Día: 23 diciembre, 2015

El belén de Pepe

En el belén de Pepe, que no se llama Pepe, no hay portal ni Virgen ni San José ni niño Jesús ni Reyes Magos ni pastorcillos ni mula ni buey. Pero sí hay una estrella despuntada que tiró a la basura un vecino las navidades pasadas.

Está colocada en todo lo alto, coronando el belén de Pepe que tal vez se llama Mohamed o Rachid aunque eso nadie lo sabe con certeza porque desde hace mucho tiempo para todos es Pepe, el portero del 52.

En el belén de Pepe vive un pollito de peluche en un columpio y unos duendes verdes enredan dentro de una gruta hecha con piedras. Hay palmeras en las esquinas, musgo, río de papel de plata y casitas de colores.

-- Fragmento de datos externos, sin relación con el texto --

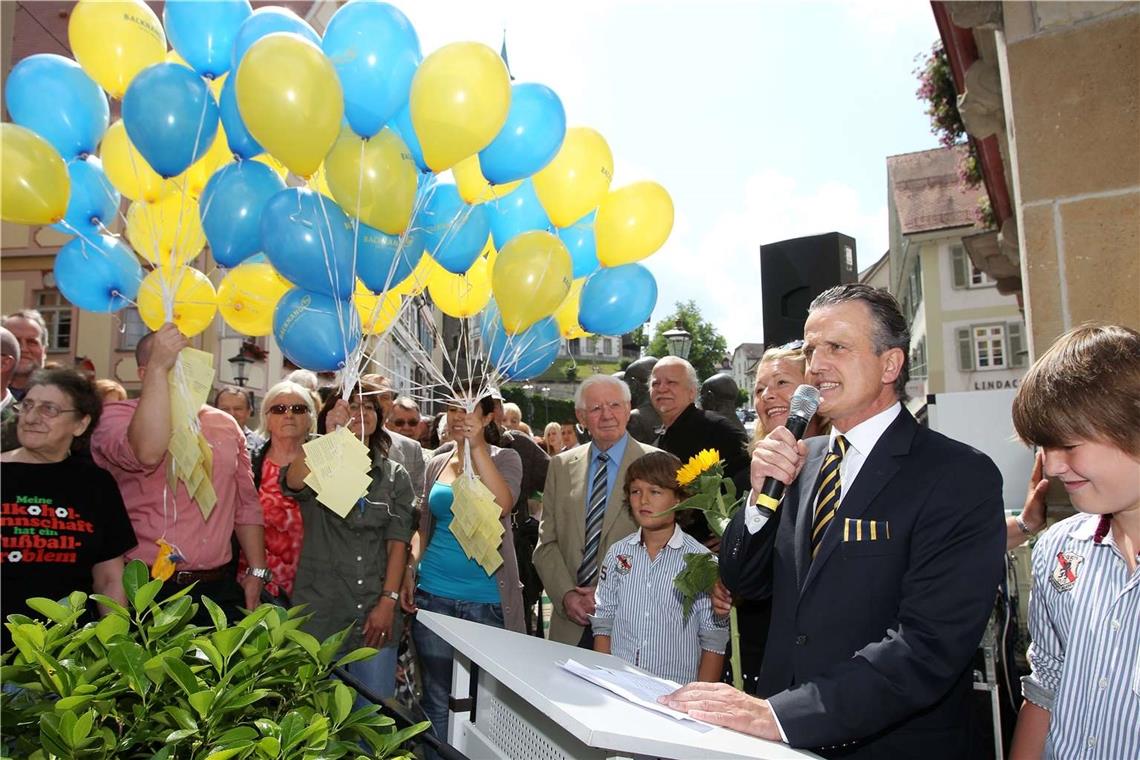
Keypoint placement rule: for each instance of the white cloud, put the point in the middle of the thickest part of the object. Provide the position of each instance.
(722, 271)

De lejos parece un belén tradicional, rodeado de espumillón y con un fondo de papel azul estrellado, pero cuando los vecinos se acercan a mirar a la ventana de la portería, donde Pepe, que no se llama así, lo ha colocado, descubren con asombro la ausencia de los personajes principales.

Demasiado tarde: la cara sonriente del portero, con sus espesos bigotes negros, se asoma por detrás. Es tan simpático que hay que soltar la propina y los vecinos la sueltan. El Pepe guarda su botín navideño debajo de las faldas de su mesa camilla. Mientras en las casas celebran la Nochebuena, Pepe-Mohamed cuenta billetes en su portería. Más que el año anterior, Alá es grande.